The implants were not secured within their implant pockets (by design as it is not intended in the human application to secure the implant beyond placing it into an implant pocket) and even absent an overt opening of the implant wound (as occurred in 11 of 20 animals) scratching and/or pawing at the implant site would be expected to move the implant within the pocket and, given that the HDI is a hard plastic disk, such movement would be expected to induce trauma and associated bleeding within the pocket itself. Therefore, either by bleeding occurring at the time of overt opening of the implant wound (in 11 of 20 animals) or internal bleeding within the implant pocket (as likely occurred in all animals to some extent) the implant channel would be expected to have blood enter it with subsequent deposition of thrombus within the channel. This is in fact what occurred as all explanted HDI's that were available for examination showed remnants of blood and thrombus within the central channel.

Despite the above noted issues with animal husbandry and protection of the implant sites, the implanted HDI's in the “toxicokinetic” animals functioned to release hydromorphone into circulation in a sustained release mode of delivery. This is seen in FIGS. 3 and 4, which are graphs of hydromorphone serum levels as a function of days post-implantation for male and female rabbits, respectively.

In this study the mean serum hydromorphone rises to approximately 15,000 ng/mL and remains at that level for the first several days post-implant. It then begins to decline slowly, falling to approximately 10,000 ng/mL in the period 10-15 days post-implant and to approximately 5,000 ng/mL by day 30 post-implant. This decline in mean serum hydromorphone starts sooner than was anticipated on the basis of in vitro release kinetics from the HDI used. This sooner than anticipated decline in serum hydromorphone in this study can be attributed to clogging of the central channel with thrombus which will progressively reduce the release rate of the hydromorphone from the HDI. The in vitro hydromorphone release rate from the HDI's that were used is essentially zero order (i.e.: linear over time) until the HDI's hydromorphone content is depleted to an extent that there is insufficient concentration gradient to drive diffusion release. The expected performance of the HDI in vivo was for decline to begin at some time in the 25-30 day window and that the hydromorphone load would be essentially depleted at or around 30 days post-implant. In fact approximately 15% of the hydromorphone load remained in the implants at day 30 and this indicates that the in vivo release rate was less than predicted from the in vitro data. This observation is consistent with the data shown in Figures C1 and C2 and, also, with the concept that thrombus clogging of the central channel resulted in a progressive diminution of the in vivo release rate which in turn resulted in the slow decline observed in the rabbit implant study.1 1 It is important to note that the data do not support a complete cessation of release as in that case the decline in serum hydromorphone would have been driven by the kinetics of elimination of hydromorphone from circulation and hydromorphone levels would have declined to baseline within a day. The slow decline seen here is only consistent with a gradually decreasing rate of hydromorphone release from the HDI.
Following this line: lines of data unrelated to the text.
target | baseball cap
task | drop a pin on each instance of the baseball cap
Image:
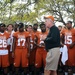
(49, 17)
(21, 25)
(2, 25)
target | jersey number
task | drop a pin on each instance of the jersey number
(3, 43)
(68, 39)
(21, 40)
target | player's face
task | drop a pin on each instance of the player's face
(43, 28)
(21, 29)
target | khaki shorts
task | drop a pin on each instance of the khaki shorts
(52, 59)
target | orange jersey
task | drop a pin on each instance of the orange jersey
(41, 36)
(69, 36)
(3, 40)
(21, 39)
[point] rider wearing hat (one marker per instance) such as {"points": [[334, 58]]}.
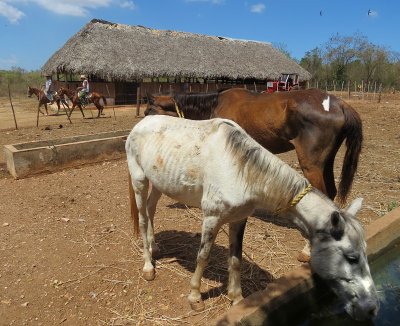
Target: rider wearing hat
{"points": [[48, 88], [83, 90]]}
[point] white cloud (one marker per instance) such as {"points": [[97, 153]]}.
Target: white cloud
{"points": [[7, 63], [11, 13], [257, 8], [127, 5], [80, 8]]}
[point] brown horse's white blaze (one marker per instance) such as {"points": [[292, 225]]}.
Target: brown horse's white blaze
{"points": [[216, 166]]}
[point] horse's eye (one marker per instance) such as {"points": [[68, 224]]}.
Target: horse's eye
{"points": [[352, 259]]}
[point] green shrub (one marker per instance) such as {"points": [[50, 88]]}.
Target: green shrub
{"points": [[19, 80]]}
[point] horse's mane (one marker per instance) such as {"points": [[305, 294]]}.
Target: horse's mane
{"points": [[197, 105], [263, 170]]}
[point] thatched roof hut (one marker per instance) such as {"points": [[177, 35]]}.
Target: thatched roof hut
{"points": [[130, 53]]}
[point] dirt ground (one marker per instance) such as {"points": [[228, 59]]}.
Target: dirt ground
{"points": [[68, 256]]}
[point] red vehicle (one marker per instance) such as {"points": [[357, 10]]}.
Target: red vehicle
{"points": [[285, 83]]}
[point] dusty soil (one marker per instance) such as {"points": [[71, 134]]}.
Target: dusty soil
{"points": [[67, 247]]}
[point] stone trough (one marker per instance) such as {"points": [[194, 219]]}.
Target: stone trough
{"points": [[28, 159], [289, 299]]}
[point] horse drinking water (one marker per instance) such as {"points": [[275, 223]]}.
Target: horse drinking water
{"points": [[310, 121], [215, 165]]}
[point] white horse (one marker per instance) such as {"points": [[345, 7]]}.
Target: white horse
{"points": [[215, 165]]}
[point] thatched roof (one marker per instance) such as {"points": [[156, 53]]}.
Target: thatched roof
{"points": [[124, 52]]}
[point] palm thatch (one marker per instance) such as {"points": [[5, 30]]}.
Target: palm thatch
{"points": [[122, 52]]}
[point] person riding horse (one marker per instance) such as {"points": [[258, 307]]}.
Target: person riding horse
{"points": [[83, 91], [49, 89]]}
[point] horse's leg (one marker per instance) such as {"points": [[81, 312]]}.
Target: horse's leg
{"points": [[236, 232], [72, 109], [209, 232], [152, 201], [140, 186], [80, 108]]}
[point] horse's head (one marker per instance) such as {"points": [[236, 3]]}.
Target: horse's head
{"points": [[161, 104], [338, 256], [30, 91]]}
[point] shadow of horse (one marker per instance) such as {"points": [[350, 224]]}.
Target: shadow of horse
{"points": [[183, 246]]}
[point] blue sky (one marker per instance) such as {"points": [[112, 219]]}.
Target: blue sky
{"points": [[32, 30]]}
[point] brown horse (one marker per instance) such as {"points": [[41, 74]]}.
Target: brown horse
{"points": [[93, 97], [43, 100], [312, 122]]}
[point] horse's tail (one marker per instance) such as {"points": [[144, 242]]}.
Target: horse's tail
{"points": [[352, 132], [134, 209]]}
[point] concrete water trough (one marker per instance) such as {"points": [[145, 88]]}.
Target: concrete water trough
{"points": [[27, 159], [291, 298]]}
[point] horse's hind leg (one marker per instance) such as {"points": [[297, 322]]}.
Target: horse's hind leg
{"points": [[140, 186], [152, 201], [210, 228], [236, 231], [80, 108]]}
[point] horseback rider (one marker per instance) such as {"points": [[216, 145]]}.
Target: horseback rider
{"points": [[49, 89], [83, 91]]}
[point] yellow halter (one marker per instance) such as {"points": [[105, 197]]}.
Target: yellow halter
{"points": [[296, 199]]}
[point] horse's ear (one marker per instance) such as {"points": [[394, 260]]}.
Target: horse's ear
{"points": [[337, 226], [355, 206]]}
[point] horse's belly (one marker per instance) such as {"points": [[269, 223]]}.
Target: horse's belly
{"points": [[185, 192]]}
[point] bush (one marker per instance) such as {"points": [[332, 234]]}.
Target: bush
{"points": [[19, 80]]}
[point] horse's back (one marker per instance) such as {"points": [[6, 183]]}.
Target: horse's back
{"points": [[177, 156]]}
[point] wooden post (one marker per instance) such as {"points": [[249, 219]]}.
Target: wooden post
{"points": [[362, 89], [138, 97], [108, 92], [348, 88], [380, 93], [12, 107]]}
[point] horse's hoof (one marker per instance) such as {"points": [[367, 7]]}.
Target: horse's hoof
{"points": [[303, 258], [197, 305], [149, 275], [155, 252], [235, 300]]}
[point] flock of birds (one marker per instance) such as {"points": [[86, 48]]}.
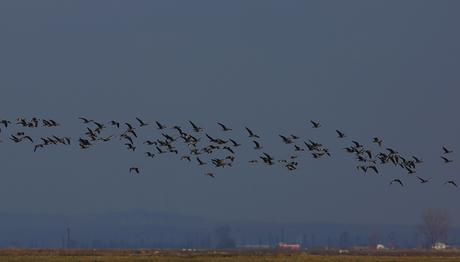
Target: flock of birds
{"points": [[216, 151]]}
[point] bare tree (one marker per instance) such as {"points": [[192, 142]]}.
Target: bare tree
{"points": [[435, 226]]}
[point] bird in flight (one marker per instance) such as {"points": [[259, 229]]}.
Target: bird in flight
{"points": [[446, 150], [451, 182], [396, 180], [251, 134], [224, 128], [210, 174], [134, 169], [257, 145], [340, 134], [423, 181], [446, 160], [141, 123], [315, 124], [159, 125]]}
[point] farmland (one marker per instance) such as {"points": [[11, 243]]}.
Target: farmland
{"points": [[91, 255]]}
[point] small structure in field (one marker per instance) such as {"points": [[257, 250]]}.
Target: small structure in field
{"points": [[286, 246], [439, 246]]}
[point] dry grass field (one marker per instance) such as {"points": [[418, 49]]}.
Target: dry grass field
{"points": [[87, 255]]}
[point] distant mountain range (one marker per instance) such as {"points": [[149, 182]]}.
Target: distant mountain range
{"points": [[141, 229]]}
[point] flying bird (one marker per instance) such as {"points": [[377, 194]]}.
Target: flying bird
{"points": [[134, 169], [315, 124], [340, 134], [141, 123], [257, 145], [451, 182], [396, 180], [423, 181], [224, 128], [446, 160], [251, 134], [447, 151]]}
With regard to safety, there were no suggestions of systemic toxicological effects due to the HDI or its contained hydromorphone and, aside from sequelae of the above-noted scratching and/or pawing at the implant sites, there were no local implant site effects aside from normal, expected post-surgical observations.

The results of this study demonstrate that:

  • (a) The HDI functions effectively for sustained release of hydromorphone after subcutaneous implantation;
  • (b) There are no significant sex differences in the release performance; and,
  • (c) The HDI is safe for such implantation and in a human would be well tolerated.

It will be readily apparent to those skilled in the art that numerous modifications and additions may be made to the present invention, the disclosed device, and the related system without departing from the invention disclosed.